Is your pharmacist patient... a pain... or a pain?

Well, this pharmacist, Phil Smith has been all of these recently as I am currently recuperating after  TOTAL KNEE REPLACEMENT surgery. Yes, I am your pharmacist (along with the two Norms). Yes, normally I am quite patient. Yes, I am a patient of Dr. Woolfrey who has done a great job of surgery by replacing my arthritic bowed knee with a nice straight titanium one that can actually bend as well as straighten! Yes, I have been impatient, hoping to skip past the exercises which are so vital to strengthen the leg muscles, to stretch the ligaments (ouch), and to continue to try to increase the bend of my new knee (BIG OUCH) as well as to try to completely straighten it (ouch again).  

Yes, I have experienced some pain. And, yes, I am sure that I have been somewhat of a pain at times needing a listening ear to hear for the hundredth time just what part of my leg hurts today. 

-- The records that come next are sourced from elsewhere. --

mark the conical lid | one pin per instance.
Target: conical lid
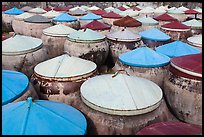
(20, 44)
(37, 10)
(193, 23)
(177, 48)
(65, 66)
(127, 21)
(129, 95)
(37, 19)
(96, 25)
(147, 21)
(111, 15)
(14, 84)
(42, 117)
(90, 16)
(144, 57)
(123, 35)
(13, 11)
(154, 34)
(64, 17)
(86, 35)
(165, 17)
(58, 30)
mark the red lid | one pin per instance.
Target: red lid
(96, 25)
(111, 15)
(175, 25)
(165, 17)
(121, 8)
(99, 12)
(127, 21)
(190, 11)
(189, 66)
(171, 128)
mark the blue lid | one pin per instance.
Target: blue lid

In these 3 weeks since the surgery I have learned several important lessons:

1.Each member of the HEALTH CARE TEAM is VITAL...the physician, the nurse, the physio-therapist, the pharmacist, and...

2. Probably, the most important member of the health care team is THE PATIENT. If the patient does not accept responsibility for his or her health, then the outcome most likely will not be the best possible. 

3. HONEST COMMUNICATION is so important (in life of course, but also in obtaining the best possible outcome for your health concern). 

If for example, I lied to my physician by saying that I only take 4 pills daily of my narcotic pain medication (when I am actually taking 2 extra) then my physician would assume that this low dose was working when in fact it was not.

4. When you get out of the hospital, your LOCAL PHARMACIST is a very important resource for understanding how to manage any side-effects from your medications (such as constipation or light-headedness, which are common problems from narcotics). You may very well have some questions for your pharmacist about when to re-start some of your regular medications (such as aspirin or arthritic drugs) after having been on an anticoagulant. Usually the physician will stop your arthritic medications (anti-inflammatory drugs) several days before your surgery, and also while you are taking an anticoagulant ("blood thinner"). 

5. Have a MEDS-CHECK done at your local pharmacy if you are scheduled for any surgery.